Во многом развивавший идеи Вебера В. Парето настаивал, что социальное действие, в том числе экономическое, «представляет собой сложнейший комплекс традиционных, инстинктивно-подсознательных, стереотипных и прочих элементов, в структуре которого рациональное занимает не всегда ведущее место». Анализ социального действия «нельзя свести к рациональной реконструкции различных схем логико-экспериментального вывода». Интересы, предпочтения и методы экономического выбора «лежат за пределами формальной. рациональности.» (19).

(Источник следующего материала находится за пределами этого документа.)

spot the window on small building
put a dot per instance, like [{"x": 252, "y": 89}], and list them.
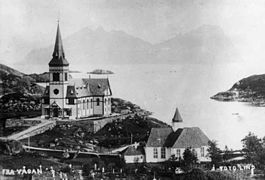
[
  {"x": 45, "y": 101},
  {"x": 66, "y": 77},
  {"x": 178, "y": 153},
  {"x": 202, "y": 152},
  {"x": 56, "y": 76},
  {"x": 155, "y": 153},
  {"x": 194, "y": 152},
  {"x": 163, "y": 153},
  {"x": 71, "y": 101}
]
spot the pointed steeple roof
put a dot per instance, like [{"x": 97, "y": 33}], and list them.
[
  {"x": 58, "y": 52},
  {"x": 177, "y": 117}
]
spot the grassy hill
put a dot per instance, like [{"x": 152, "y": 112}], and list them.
[{"x": 13, "y": 81}]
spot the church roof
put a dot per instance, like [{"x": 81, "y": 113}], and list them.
[
  {"x": 158, "y": 136},
  {"x": 97, "y": 87},
  {"x": 58, "y": 57},
  {"x": 87, "y": 87},
  {"x": 191, "y": 137},
  {"x": 182, "y": 138},
  {"x": 132, "y": 151},
  {"x": 177, "y": 117}
]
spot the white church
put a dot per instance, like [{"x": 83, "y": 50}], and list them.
[{"x": 69, "y": 98}]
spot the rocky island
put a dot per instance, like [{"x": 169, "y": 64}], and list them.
[
  {"x": 100, "y": 71},
  {"x": 250, "y": 89}
]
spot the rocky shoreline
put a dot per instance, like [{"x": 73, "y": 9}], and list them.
[{"x": 249, "y": 90}]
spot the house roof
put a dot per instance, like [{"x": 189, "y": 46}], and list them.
[
  {"x": 58, "y": 57},
  {"x": 158, "y": 136},
  {"x": 172, "y": 137},
  {"x": 177, "y": 117},
  {"x": 190, "y": 137},
  {"x": 132, "y": 151}
]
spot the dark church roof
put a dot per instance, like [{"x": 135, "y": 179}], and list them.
[
  {"x": 158, "y": 136},
  {"x": 177, "y": 117},
  {"x": 191, "y": 137},
  {"x": 97, "y": 87},
  {"x": 58, "y": 57},
  {"x": 88, "y": 87},
  {"x": 182, "y": 138},
  {"x": 132, "y": 151}
]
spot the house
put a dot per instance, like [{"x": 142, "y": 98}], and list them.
[
  {"x": 134, "y": 154},
  {"x": 165, "y": 142},
  {"x": 70, "y": 98}
]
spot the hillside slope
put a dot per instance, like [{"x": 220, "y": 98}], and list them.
[
  {"x": 250, "y": 89},
  {"x": 13, "y": 81}
]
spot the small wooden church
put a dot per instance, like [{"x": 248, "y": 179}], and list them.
[
  {"x": 70, "y": 98},
  {"x": 163, "y": 143}
]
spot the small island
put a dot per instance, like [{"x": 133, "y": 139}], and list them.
[
  {"x": 100, "y": 71},
  {"x": 250, "y": 89}
]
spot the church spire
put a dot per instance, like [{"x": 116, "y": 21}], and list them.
[
  {"x": 58, "y": 47},
  {"x": 177, "y": 117},
  {"x": 58, "y": 52}
]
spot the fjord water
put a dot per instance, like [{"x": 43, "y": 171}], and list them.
[{"x": 162, "y": 88}]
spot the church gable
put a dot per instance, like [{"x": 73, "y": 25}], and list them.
[{"x": 98, "y": 87}]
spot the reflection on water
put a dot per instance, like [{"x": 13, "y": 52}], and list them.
[{"x": 160, "y": 88}]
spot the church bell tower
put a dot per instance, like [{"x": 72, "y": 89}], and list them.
[{"x": 59, "y": 77}]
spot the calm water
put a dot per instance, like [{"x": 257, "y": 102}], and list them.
[{"x": 162, "y": 88}]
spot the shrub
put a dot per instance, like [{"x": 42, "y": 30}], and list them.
[{"x": 197, "y": 174}]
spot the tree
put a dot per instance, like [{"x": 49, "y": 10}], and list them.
[
  {"x": 189, "y": 159},
  {"x": 227, "y": 153},
  {"x": 255, "y": 152},
  {"x": 214, "y": 152}
]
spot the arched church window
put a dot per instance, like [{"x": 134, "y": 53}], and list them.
[
  {"x": 91, "y": 103},
  {"x": 66, "y": 77},
  {"x": 56, "y": 76}
]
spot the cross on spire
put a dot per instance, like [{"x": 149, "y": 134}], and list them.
[{"x": 58, "y": 52}]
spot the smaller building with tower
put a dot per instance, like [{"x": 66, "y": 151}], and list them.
[
  {"x": 163, "y": 143},
  {"x": 69, "y": 98}
]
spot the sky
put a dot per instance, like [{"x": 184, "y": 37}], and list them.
[{"x": 33, "y": 22}]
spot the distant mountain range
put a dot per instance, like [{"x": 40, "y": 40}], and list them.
[
  {"x": 250, "y": 89},
  {"x": 206, "y": 44}
]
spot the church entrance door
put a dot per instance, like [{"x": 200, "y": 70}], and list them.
[{"x": 55, "y": 112}]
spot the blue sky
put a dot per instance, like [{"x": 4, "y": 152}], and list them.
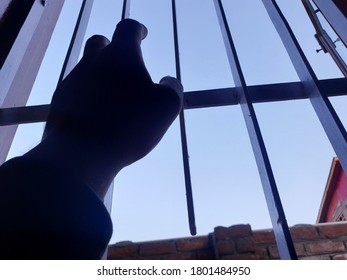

Развивая эти идеи, Т. Парсонс сформулировал концепцию «социального действия» (20). Он считал историю, экономику, социологию и пр. науками о поведении человека (социальном действии). Парсонс еще в конце 1930-х гг. отме-

чал, что мотивация предпринимательской деятельности в рамках теории «корыстной заинтересованности» (на основе рационального стремления к наибольшей выгоде) отчасти неверна (21), а отчасти скрывает сложный комплекс нравственных, социальных, культурных и иных факторов, часто неосознаваемых. Парсонс сделал вывод, что распространение пресловутого стяжательства, характерного для капиталистического общества, «вообще мало связано с прямым действием элемента эгоистического интереса мотивации типичного индивида. Оно связано с особой институциональной структурой, которая сложилась в странах Запада» (22) — т.е. с формировавшейся длительное время системой ценностей, представлений и установок.

«Экономическая рациональная мотивация» — «это вообще не категория мотивации как таковой, а, скорее, точка, в которой для ориентации в определенного типа ситуациях сходится» взаимодействие нормативных институциональных моделей: нравственных норм, прав, «полномочий» — и личных стремлений, включающих желание повышения социального статуса, достижения удовлетворения амбиций, получения удовольствия, а также «эмоциональных привязанностей» и пр. (23).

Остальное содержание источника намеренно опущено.